Alex, if you’re reading, nice to meet you SPIRIT ANIMAL.
After spending the last year picking up odd freelance design/video/marketing jobs, traveling throughout Asia, and trying to figure out what it is I really want to do, I went back to work last month. Not to a permanent 9-5 but to a frequent freelance styling gig I gave up a year and a half ago to pursue other things. A step back? Maybe. Money in the bank? Definitely.
Even though the job was a meager one month commitment, I still found myself struggling. After being on my own schedule for the past year and finally assembling something of a daily routine, I had difficulty adjusting to a change in pace and an even harder time doing something I have zero interest in. On the one hand, I am incredibly fortunate to have a gig that requires a one-month commitment at most, pays generously, and demands little more than time. But on the other, abandoning what I’ve been working on while disrupting the rhythm that’s taken so long to find has felt like a palpable compromise.
It’s your typical catch-22: damned if you do, damned if you don’t. How do you balance building a business that’s not generating any money with doing unsatisfying work strictly for the income? When do you sacrifice the money in order to maintain momentum, and when do you just take the cash in order to keep afloat? When do you surrender the security of a paycheck and put all your chips on the table? Do you?
I thought about this conundrum a lot while I was working. What was interesting was observing how I felt about it. The first week I was vigilant about not being persuaded by the money: I had more important things to do; my work had value and integrity and this was organizing sweaters by color. By the end of the second week and throughout the third I had given up any hope of simultaneously working on Polynate. I became mechanical and each day became a number — a countdown to the end and another dollar in my hand. When the fourth and final week arrived, I had already received more than half the money for the job and was senselessly spending it: I worked hard, I deserve this; go ahead and spend, there’s more coming.

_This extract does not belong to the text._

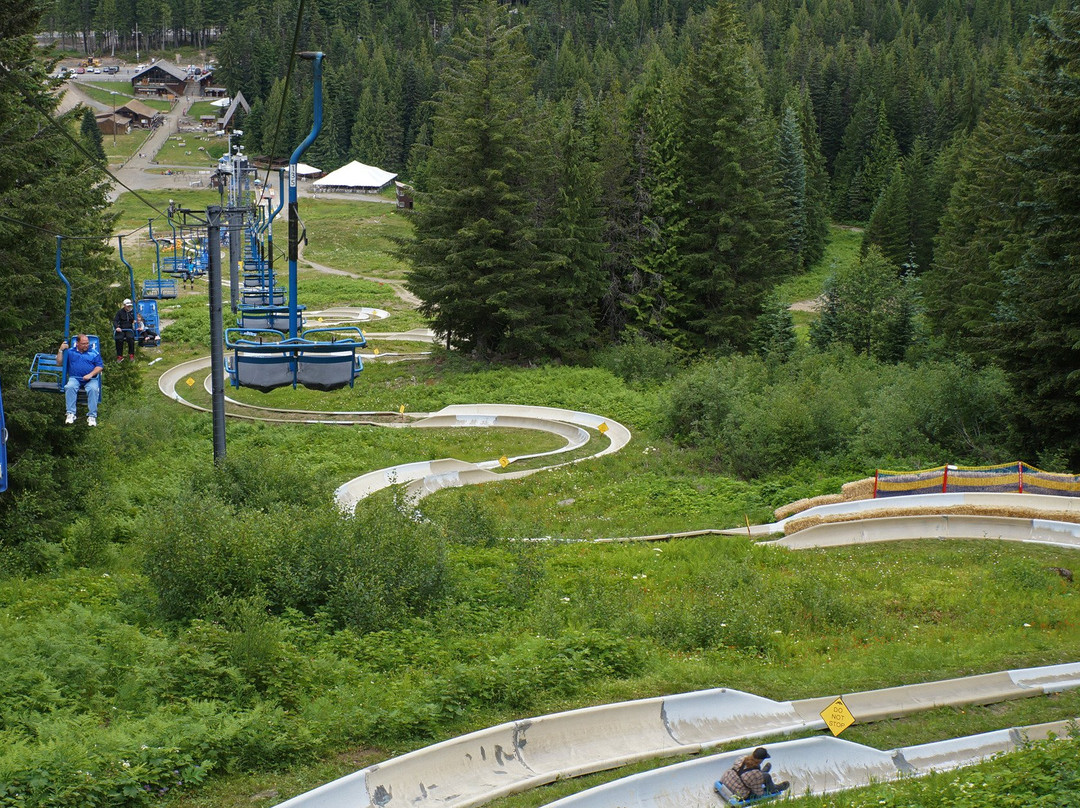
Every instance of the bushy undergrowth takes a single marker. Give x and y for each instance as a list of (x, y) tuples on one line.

Oh, how quickly I faltered. What began as resistance morphed into indifference and finally into resignation. The importance of my time and energy investment in Polynate was quickly undermined by the simple truth that money makes things easier. Period.
So here’s what I’m wrestling with now: three weeks after wrapping the job and I still haven’t settled into a productive routine. Reversing gears and finding my rhythm is proving trickier than I thought. Granted, I’ve been preoccupied with a trip to the remote mountains of Montana and British Columbia, but that’s not to say I haven’t had my share of down time. Because I have. And plenty of it. What I need to remind myself is that I am the only one steering this ship, and if it’s going to go anywhere, I need to get off my lazy ass and steer the damn thing.